Hans-Rainer Trebin
Hans-Rainer Trebin (* 19. Mai 1946 in Neustadt an der Waldnaab) ist ein deutscher Physiker und Hochschullehrer. Er war von 1985 bis 2012 Ordinarius am Lehrstuhl für Theoretische und Angewandte Physik der Universität Stuttgart und Geschäftsführender Direktor des gleichnamigen Instituts.
Biographie
[Bearbeiten | Quelltext bearbeiten]Hans-Rainer Trebin wuchs in Regensburg auf und studierte nach Abitur und Wehrdienst Physik an der Ludwig-Maximilian-Universität in München unter einem Stipendium der Studienstiftung des deutschen Volkes. Er erhielt sein Diplom 1973 mit der Arbeit „Untersuchung der Bandstruktur von Titankarbid“ bei Helmut Bross. 1976 wurde er an der Universität Regensburg mit einer Dissertation über das Thema „Polaronen und Exzitonen bei Valenzbandentartung“ unter Anleitung von Ulrich Schröder und Ulrich Rößler promoviert. Von 1978 bis 1980 war er als Postdoktorand tätig bei Joseph L. Birman am City College der City University in New York. Im Jahr 1982 habilitierte er sich an der Universität Regensburg mit der Schrift „The topology of non-uniform media in condensed matter physics“. Es folgten mehrere durch ein Heisenberg-Stipendium geförderte Auslandsaufenthalte. 1985 wurde er auf den Lehrstuhl für Theoretische und Angewandte Physik der Universität Stuttgart berufen und war dort bis zu seiner Pensionierung 2012 auch als Geschäftsführender Direktor des gleichnamigen Instituts (ITAP) tätig.

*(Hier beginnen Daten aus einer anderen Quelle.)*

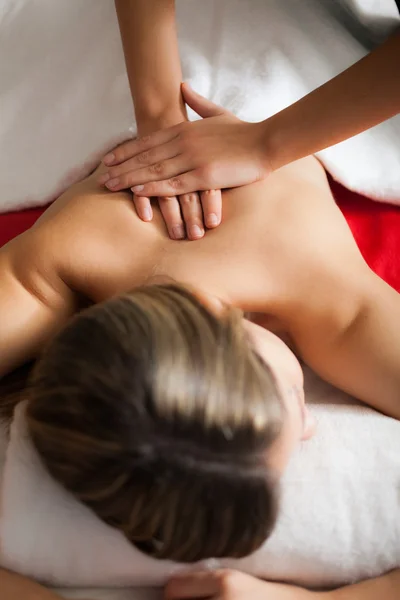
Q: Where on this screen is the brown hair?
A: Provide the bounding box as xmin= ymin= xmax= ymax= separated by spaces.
xmin=22 ymin=284 xmax=283 ymax=562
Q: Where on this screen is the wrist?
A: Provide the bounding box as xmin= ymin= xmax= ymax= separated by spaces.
xmin=137 ymin=111 xmax=187 ymax=137
xmin=257 ymin=114 xmax=290 ymax=173
xmin=259 ymin=101 xmax=318 ymax=172
xmin=136 ymin=106 xmax=187 ymax=137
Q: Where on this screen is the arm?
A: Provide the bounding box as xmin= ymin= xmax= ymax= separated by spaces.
xmin=290 ymin=270 xmax=400 ymax=420
xmin=0 ymin=568 xmax=63 ymax=600
xmin=0 ymin=568 xmax=98 ymax=600
xmin=165 ymin=568 xmax=400 ymax=599
xmin=0 ymin=234 xmax=75 ymax=379
xmin=102 ymin=30 xmax=400 ymax=196
xmin=267 ymin=30 xmax=400 ymax=169
xmin=109 ymin=1 xmax=222 ymax=238
xmin=330 ymin=569 xmax=400 ymax=600
xmin=114 ymin=0 xmax=186 ymax=130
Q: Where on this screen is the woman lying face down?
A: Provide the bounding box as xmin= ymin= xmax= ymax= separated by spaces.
xmin=25 ymin=282 xmax=314 ymax=564
xmin=2 ymin=156 xmax=400 ymax=572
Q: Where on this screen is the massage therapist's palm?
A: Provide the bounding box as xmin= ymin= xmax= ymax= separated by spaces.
xmin=101 ymin=84 xmax=270 ymax=198
xmin=101 ymin=108 xmax=223 ymax=240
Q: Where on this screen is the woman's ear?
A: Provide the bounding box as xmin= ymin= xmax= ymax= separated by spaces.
xmin=190 ymin=288 xmax=227 ymax=316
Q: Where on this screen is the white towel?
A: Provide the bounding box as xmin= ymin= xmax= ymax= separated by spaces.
xmin=0 ymin=0 xmax=400 ymax=214
xmin=1 ymin=368 xmax=400 ymax=600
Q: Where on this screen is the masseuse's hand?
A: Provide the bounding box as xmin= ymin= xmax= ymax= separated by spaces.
xmin=101 ymin=83 xmax=271 ymax=198
xmin=100 ymin=112 xmax=222 ymax=241
xmin=165 ymin=570 xmax=317 ymax=600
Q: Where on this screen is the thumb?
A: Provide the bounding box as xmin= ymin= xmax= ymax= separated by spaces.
xmin=181 ymin=82 xmax=228 ymax=118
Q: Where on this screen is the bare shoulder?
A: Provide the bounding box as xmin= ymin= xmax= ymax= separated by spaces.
xmin=266 ymin=166 xmax=400 ymax=408
xmin=1 ymin=227 xmax=72 ymax=311
xmin=275 ymin=190 xmax=373 ymax=345
xmin=235 ymin=158 xmax=371 ymax=315
xmin=29 ymin=167 xmax=165 ymax=302
xmin=33 ymin=165 xmax=139 ymax=243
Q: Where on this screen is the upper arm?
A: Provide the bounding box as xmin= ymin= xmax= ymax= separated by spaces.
xmin=0 ymin=234 xmax=75 ymax=379
xmin=271 ymin=187 xmax=400 ymax=418
xmin=290 ymin=271 xmax=400 ymax=419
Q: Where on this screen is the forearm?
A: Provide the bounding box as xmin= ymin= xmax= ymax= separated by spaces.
xmin=329 ymin=569 xmax=400 ymax=600
xmin=266 ymin=31 xmax=400 ymax=169
xmin=0 ymin=568 xmax=62 ymax=600
xmin=296 ymin=273 xmax=400 ymax=419
xmin=115 ymin=0 xmax=185 ymax=125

Im Ruhestand war er eingeladen als Gastprofessor an der AGH-University of Science and Technology in Krakau, Polen (2015, 2016 und 2017) sowie an der Tohoku-University in Sendai (Japan, 2015).
Leistungen
[Bearbeiten | Quelltext bearbeiten]Forschung
[Bearbeiten | Quelltext bearbeiten]Bis zur Promotion befasste sich Trebin mit der Elektronentheorie in Festkörpern, zunächst mit der Bandstruktur von Titankarbid, dann mit Pseudopartikeln (Polaronen und Exzitonen) im Halbleiter Indiumantimonid. Während seiner Postdoczeit forschte er auf dem Gebiet der topologischen Klassifikation von Defekten in geordneten Medien, vorwiegend in Flüssigkristallen. Ab 1985 widmete er sich mit seinem Lehrstuhl der neu entdeckten Materialklasse von Quasikristallen. Er studierte mit analytischen und numerischen Methoden deren atomistische Struktur, Defekte, elementare Anregungen wie Phononen und Phasonen sowie Verhalten unter mechanischer Belastung und Laserbestrahlung. Trebin leitete hierzu als Koordinator von 1997 bis 2003 das DFG-Schwerpunktprogramm 1031 „Quasikristalle: Struktur und physikalische Eigenschaften“[1] und war Co-Chairman der 7th International Conference on Quasicrystals in Stuttgart 1999. In seiner Gruppe wurde das weltweit benutzte Molekulardynamikprogramm IMD (ITAP-Molekulardynamik) entwickelt[2]. Dies geschah im Rahmen der DFG-Sonderforschungsbereiche 382 „Computational Physics“[3] und 716 „Dynamische Simulation von Systemen mit großen Teilchenzahlen“[4]. Letzteren leitete er als Sprecher von 2008 bis 2012. Er betreute 92 Diplom-, Staatsexamens-, Bachelor- und Masterarbeiten sowie 44 Dissertationen.
Ehrenamtliche Tätigkeiten
[Bearbeiten | Quelltext bearbeiten]Nach seiner Ernennung zum Professor an der Universität Stuttgart war Trebin fast dreißig Jahre lang Mitglied des Fakultätsrats für Physik und jeweils eine Amtsperiode Dekan und Prodekan. Zwei Wahlperioden diente er als Vertreter der Professoren im Senat der Universität und eine Wahlperiode im Universitätsrat.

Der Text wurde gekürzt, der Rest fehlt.